Design an algorithm:

- To solve the problem:
- Create a dummy node to serve as the head of the merged list.
- Initialize two pointers,
`curr`

and`prev`

, both pointing to the dummy node. - Iterate through both linked lists simultaneously until either one of them reaches the end.
- Compare the values of the nodes at the current positions of the two pointers.
- Move the pointer with the smaller value to its next node and update the
`curr`

pointer accordingly. - Continue the iteration until both linked lists have been traversed.
- Attach the remaining nodes (if any) of the non-empty linked list to the end of the merged list.
- Return the head of the merged list (i.e., the next node after the dummy node).

- To solve the problem:
Explain your approach:

- To merge two sorted linked lists, we start by creating a dummy node that will serve as the head of the merged list.
- We initialize two pointers,
`curr`

and`prev`

, both pointing to the dummy node. - Then, we iterate through both linked lists simultaneously until either one of them reaches the end.
- At each iteration, we compare the values of the nodes at the current positions of the two pointers.
- We move the pointer with the smaller value to its next node and update the
`curr`

pointer accordingly. - We continue this process until both linked lists have been traversed.
- Finally, we attach the remaining nodes (if any) of the non-empty linked list to the end of the merged list.
- We return the head of the merged list (i.e., the next node after the dummy node).

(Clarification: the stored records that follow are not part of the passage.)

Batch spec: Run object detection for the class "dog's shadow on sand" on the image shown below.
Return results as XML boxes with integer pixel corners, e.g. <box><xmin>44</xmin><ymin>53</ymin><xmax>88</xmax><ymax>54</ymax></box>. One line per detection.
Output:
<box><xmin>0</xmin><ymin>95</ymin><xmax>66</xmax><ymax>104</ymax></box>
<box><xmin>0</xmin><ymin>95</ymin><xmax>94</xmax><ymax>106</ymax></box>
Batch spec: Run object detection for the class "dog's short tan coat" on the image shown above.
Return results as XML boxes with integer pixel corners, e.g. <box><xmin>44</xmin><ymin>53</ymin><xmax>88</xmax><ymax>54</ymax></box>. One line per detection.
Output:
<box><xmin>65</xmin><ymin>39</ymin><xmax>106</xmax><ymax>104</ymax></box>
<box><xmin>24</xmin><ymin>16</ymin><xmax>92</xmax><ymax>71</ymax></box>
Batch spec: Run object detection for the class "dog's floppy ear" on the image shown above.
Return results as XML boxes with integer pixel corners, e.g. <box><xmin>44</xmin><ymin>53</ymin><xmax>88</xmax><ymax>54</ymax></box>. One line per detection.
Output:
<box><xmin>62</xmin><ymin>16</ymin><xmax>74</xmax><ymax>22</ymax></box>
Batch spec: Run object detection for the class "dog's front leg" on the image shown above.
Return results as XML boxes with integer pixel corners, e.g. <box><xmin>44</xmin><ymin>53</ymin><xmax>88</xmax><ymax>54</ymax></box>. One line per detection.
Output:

Write clean and readable code:

```
# Definition for singly-linked list.
# class ListNode:
# def __init__(self, val=0, next=None):
# self.val = val
# self.next = next
class Solution:
def mergeTwoLists(self, list1: Optional[ListNode], list2: Optional[ListNode]) -> Optional[ListNode]:
# Create a dummy node as the head of the merged list
dummy = ListNode(0)
current = dummy
# Compare the values of the nodes in both lists and append the smaller one
# to the merged list
while list1 and list2:
if list1.val < list2.val:
current.next = list1
list1 = list1.next
else:
current.next = list2
list2 = list2.next
current = current.next
# Append the remaining nodes of the non-empty list to the merged list
if list1:
current.next = list1
else:
current.next = list2
# Return the head of the merged list (excluding the dummy node)
return dummy.next
```

- Test your code:
- Test case 1:
- l1: 1 -> 2 -> 4
- l2: 1 -> 3 -> 4
- After merging the two lists, the resulting merged list should be: 1 -> 1 -> 2 -> 3 -> 4 -> 4.

- Test case 1:

python

```
# Test case 1
l1 = ListNode(1)
l1.next = ListNode(2)
l1.next.next = ListNode(4)
l2 = ListNode(1)
l2.next = ListNode(3)
l2.next.next = ListNode(4)
merged_list = mergeTwoLists(l1, l2)
while merged_list:
print(merged_list.val, end=" ")
merged_list = merged_list.next
# Output: 1 1 2 3 4 4
```

- Test case 2:
- l1: 1 -> 2 -> 4
- l2: None
- After merging the two lists, the resulting merged list should be: 1 -> 2 -> 4.

python

```
# Test case 2
l1 = ListNode(1)
l1.next = ListNode(2)
l1.next.next = ListNode(4)
l2 = None
merged_list = mergeTwoLists(l1, l2)
while merged_list:
print(merged_list.val, end=" ")
merged_list = merged_list.next
# Output: 1 2 4
```

Optimize if necessary:

- The provided solution already uses a two-pointer approach, which is the most efficient approach for merging two sorted lists.
- Therefore, there is no further optimization needed.

Handle error cases:

- The algorithm handles the case where either or both of the input linked lists are empty.
- If both linked lists are empty, the algorithm returns None.

Discuss complexity analysis:

- The time complexity of the algorithm is O(n + m), where n and m are the lengths of the two input linked lists.
- The algorithm performs a single pass through both linked lists, comparing the node values and merging them into a new list.
- The space complexity is O(1) since the algorithm only uses a constant amount of extra space to store the pointers.